Schlechte Mobil­funk­ver­sor­gung ist dann "unge­sund", wenn das Handy mit maxi­maler Sende­leis­tung nach der nächsten Station "schreien" muss und der Akku viel zu schnell leer wird, ohne ausrei­chende Verbin­dung bekommen zu haben. Das hören die Kritiker nicht so gerne.

Mobil­funk: Wie kann ich mir das vorstellen?

Bei Phäno­menen, die man mit mensch­lichen Sinnen nicht spüren, sehen, hören oder schme­cken kann, ist es immer schwer, sie sich vorzu­stellen. Man sollte sich den Mobil­funk wie folgt vorstellen: Ein großer dunkler Raum, in dem Leute sitzen, die ein Buch oder eine Zeitung lesen wollen. Das geht logi­scher­weise nicht.

Nun stellt jemand einen großen TV-Studio-Schein­werfer hinein und schaltet ein. Das Licht ist glei­ßend hell und blendet.

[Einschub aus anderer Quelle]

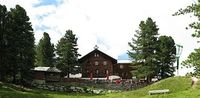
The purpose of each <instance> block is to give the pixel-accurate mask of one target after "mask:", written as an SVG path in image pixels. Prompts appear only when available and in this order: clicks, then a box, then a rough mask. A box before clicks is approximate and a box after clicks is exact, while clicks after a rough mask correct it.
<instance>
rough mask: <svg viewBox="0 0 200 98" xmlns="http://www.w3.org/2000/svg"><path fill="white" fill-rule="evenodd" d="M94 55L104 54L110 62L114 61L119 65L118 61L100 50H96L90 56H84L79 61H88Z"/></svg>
mask: <svg viewBox="0 0 200 98" xmlns="http://www.w3.org/2000/svg"><path fill="white" fill-rule="evenodd" d="M94 53H101V54H103V55H104V56H106V57H107V58H109V59H110V60H112V61H113V62H115V63H117V60H116V59H115V58H113V57H111V56H109V55H107V54H105V53H103V52H102V51H100V50H98V49H94V50H93V51H91V52H89V53H88V54H86V55H85V56H83V57H82V58H80V59H79V61H80V62H81V61H83V60H85V59H87V58H88V57H89V56H91V55H93V54H94Z"/></svg>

Das ist Mobil­funk der acht­ziger und neun­ziger Jahre. Nun schalten wir den Schein­werfer wieder aus und geben jedem Besu­cher der Halle eine kleine Taschen­lampe in die Hand, die gerade soviel Licht spendet, dass man damit lesen kann. Das ist der zellu­lare Mobil­funk der Zukunft.